The future of AI in marketing
May 23rd, 2019
As a specialist recruiter in the Information Management and Analytics industry I come across plenty of contractors, and I have recruited my fair share of contract positions. While my contractors have been fortunate enough to work for professional companies, others are not so lucky.
There are plenty of companies wanting to hire contractors for certain projects but how can spot a good contract from a bad one?
The biggest warning sign for any contractor, or permanent member of staff for that matter, is a vague contract – or even no contract. When reviewing the contract make sure it has specific details about your daily pay rate, including how and when you will get paid, notice period and contract length. If something doesn’t seem right to you, or you don’t understand anything don’t be afraid to question it. I have heard stories in the past of contractors being given 6 week notice periods, and when questioned they were able to drop it back down to 2 weeks. The company willing to discuss and potentially change the contract to suit your needs can be a better sign than if they don’t.

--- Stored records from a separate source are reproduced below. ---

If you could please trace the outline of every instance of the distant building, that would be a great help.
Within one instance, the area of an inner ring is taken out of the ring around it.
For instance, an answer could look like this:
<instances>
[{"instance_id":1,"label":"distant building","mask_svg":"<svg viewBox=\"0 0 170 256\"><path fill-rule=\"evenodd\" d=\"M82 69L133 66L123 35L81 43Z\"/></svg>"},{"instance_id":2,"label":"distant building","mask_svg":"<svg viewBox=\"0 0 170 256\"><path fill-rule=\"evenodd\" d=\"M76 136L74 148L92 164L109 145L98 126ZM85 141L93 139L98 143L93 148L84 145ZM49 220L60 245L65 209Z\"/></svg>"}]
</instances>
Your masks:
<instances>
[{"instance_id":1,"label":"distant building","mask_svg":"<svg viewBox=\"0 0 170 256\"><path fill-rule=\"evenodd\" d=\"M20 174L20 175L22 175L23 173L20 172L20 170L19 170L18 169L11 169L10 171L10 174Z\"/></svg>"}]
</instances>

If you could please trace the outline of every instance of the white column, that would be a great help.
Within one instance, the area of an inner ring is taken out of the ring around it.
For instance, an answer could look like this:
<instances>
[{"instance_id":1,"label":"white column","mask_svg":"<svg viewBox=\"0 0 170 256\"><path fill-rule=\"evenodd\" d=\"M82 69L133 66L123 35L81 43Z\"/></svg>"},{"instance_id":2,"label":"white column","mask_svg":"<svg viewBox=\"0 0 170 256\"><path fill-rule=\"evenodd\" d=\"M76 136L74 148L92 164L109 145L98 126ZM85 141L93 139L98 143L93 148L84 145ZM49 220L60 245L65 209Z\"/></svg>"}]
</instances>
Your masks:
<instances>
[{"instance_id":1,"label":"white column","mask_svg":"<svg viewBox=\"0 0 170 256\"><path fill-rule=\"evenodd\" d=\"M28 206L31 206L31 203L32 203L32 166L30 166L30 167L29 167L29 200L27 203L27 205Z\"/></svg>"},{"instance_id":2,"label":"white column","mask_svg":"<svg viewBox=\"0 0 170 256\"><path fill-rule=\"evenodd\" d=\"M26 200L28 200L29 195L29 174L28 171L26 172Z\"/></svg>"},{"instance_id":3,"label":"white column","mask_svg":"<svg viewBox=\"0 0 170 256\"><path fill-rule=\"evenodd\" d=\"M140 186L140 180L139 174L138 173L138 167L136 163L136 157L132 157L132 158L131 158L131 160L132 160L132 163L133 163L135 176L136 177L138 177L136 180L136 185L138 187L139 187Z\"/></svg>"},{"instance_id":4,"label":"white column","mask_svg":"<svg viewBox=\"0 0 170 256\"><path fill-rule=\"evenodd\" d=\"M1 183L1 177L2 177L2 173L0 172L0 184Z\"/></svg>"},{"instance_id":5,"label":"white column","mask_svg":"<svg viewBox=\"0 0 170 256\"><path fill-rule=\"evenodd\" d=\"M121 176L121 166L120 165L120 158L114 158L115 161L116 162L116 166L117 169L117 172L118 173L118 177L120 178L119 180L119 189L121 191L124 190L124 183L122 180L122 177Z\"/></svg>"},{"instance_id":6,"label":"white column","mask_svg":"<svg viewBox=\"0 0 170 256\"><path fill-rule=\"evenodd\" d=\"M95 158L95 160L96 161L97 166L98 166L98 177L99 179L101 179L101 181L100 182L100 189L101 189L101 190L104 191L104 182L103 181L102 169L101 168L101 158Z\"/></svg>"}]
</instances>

The recruitment process can also be a warning sign to many contractors, especially when not working with recruitment agencies and going directly to the company. If the process seems very quick and the company appears over eager to get you to start, this may be because they have had a contractor leave mid-project. It may be good to investigate and look into why they need you so quickly and what are the reasons other contractors have left. Making sure you understand fully what they want from you and why they need you is essential. On the other hand it may also be a warning sign if the process is extremely long and they are making you jump through hoops to secure the job.
My final piece of advice would be to research the company before accepting any contract. By using sites like Glassdoor you can see current and past employee’s experiences at the company, you might also be able to tell if they have recruited contractors before, and therefore know the process. Looking at a company’s reputation is great way to see if they are credible or not.
While there are plenty of pros and cons to being a contractor, being able to spot the warning signs can be the difference between a good and a bad contract.
Have you ever turned down a bad contract? What were the warning signs?